Nations approve plan toward nuclear cuts
The 189-member group also proposed a meeting on banning atomic weapons in the Middle East.
UNITED NATIONS - The 189 member nations of the Nuclear Nonproliferation Treaty on Friday adopted a detailed plan of small steps down a long road toward nuclear disarmament, including a sharply debated proposal to move toward banning the doomsday arms from the Middle East.
The 28-page Final Declaration was approved by consensus on the last day of the monthlong conference, convened every five years to review and advance the objectives of the 40-year-old treaty.
Under its action plan, the five recognized nuclear-weapons states - the United States, Russia, Britain, France, and China - commit to speed up arms reductions, take other steps to diminish the importance of atomic weapons, and report back on progress by 2014.
The final document also calls for convening a conference in 2012 "on the establishment of a Middle East zone free of nuclear weapons and all other weapons of mass destruction." This Arab idea of a WMD-free zone is designed to pressure Israel to give up its undeclared nuclear arsenal.

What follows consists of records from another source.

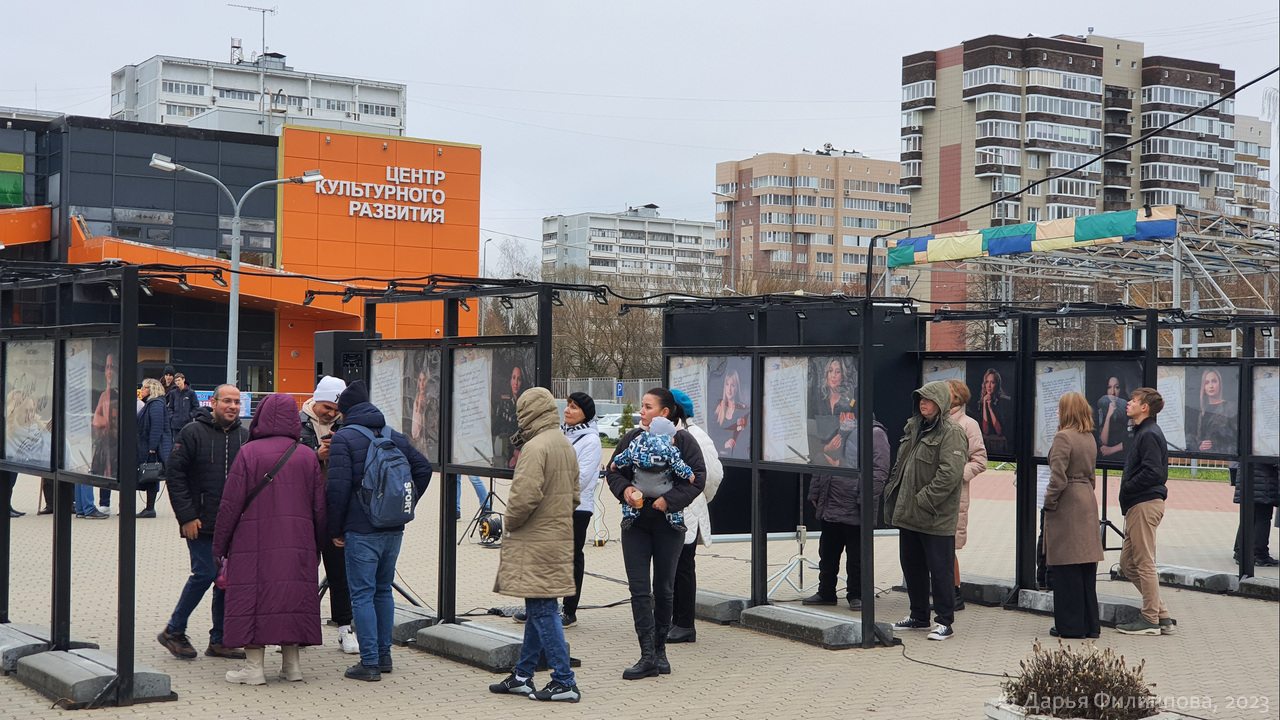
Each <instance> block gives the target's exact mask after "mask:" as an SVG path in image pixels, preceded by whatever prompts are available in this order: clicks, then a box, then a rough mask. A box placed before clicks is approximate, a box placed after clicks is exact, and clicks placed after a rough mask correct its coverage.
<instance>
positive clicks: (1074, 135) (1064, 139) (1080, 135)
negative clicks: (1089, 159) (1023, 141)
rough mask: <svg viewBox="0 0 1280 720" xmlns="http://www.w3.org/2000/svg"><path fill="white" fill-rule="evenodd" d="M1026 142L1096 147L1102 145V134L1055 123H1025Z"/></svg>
mask: <svg viewBox="0 0 1280 720" xmlns="http://www.w3.org/2000/svg"><path fill="white" fill-rule="evenodd" d="M1027 140H1052V141H1055V142H1073V143H1076V145H1089V146H1093V147H1097V146H1100V145H1102V132H1101V131H1096V129H1089V128H1082V127H1075V126H1060V124H1057V123H1027Z"/></svg>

Despite vocal dissent in the final hours from Iran and Syria, no objections were raised in the final session. Iran's chief delegate, Ali Asghar Soltanieh, joined with the others in hearty applause in the soaring U.N. General Assembly hall.

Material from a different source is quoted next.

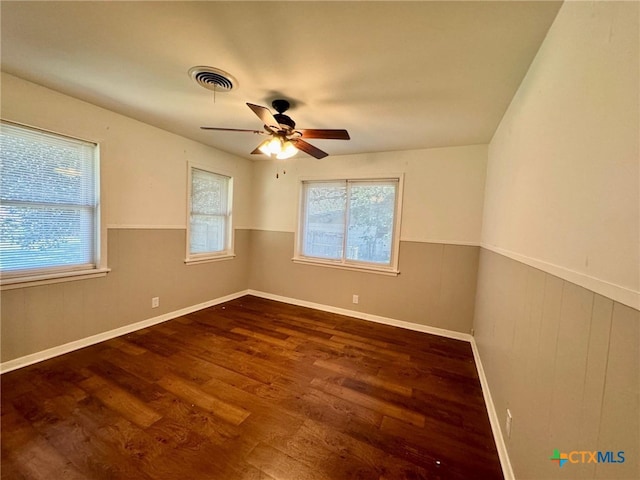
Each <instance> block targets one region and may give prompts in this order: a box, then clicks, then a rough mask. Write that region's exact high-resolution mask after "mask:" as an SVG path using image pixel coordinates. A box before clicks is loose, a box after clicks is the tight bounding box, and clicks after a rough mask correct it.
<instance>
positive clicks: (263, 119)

"All eyes the world over are watching us," the conference president, Libran Cabactulan of the Philippines, said before gaveling the final document into the record.
The decision was "an important step forward toward the realization of the goals and objectives of the treaty," Egypt's Maged Abedelaziz said afterward, speaking for the 118-nation Nonaligned Movement of mainly developing countries.

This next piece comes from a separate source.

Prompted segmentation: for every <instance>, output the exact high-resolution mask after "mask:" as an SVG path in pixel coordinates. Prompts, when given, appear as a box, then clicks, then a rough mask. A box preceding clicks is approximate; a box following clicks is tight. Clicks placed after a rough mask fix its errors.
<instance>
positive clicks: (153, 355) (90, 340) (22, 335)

The conference is convened every five years to review and advance the objectives of the 40-year-old NPT, under which nations without nuclear weapons committed not to acquire them; those with them committed to move toward their elimination; and all endorsed everyone's right to develop peaceful nuclear energy.
The last NPT conference, in 2005, failed to adopt a consensus declaration, in part because President George W. Bush had withdrawn U.S. backing for such nonproliferation steps as ratifying the treaty banning all nuclear tests. President Obama's support for an array of arms-control measures improved the cooperative atmosphere at the 2010 conference.
For the first time at an NPT review, the final declaration laid out complex action plans for all three of the treaty's "pillars" - nonproliferation, disarmament, and peaceful nuclear energy.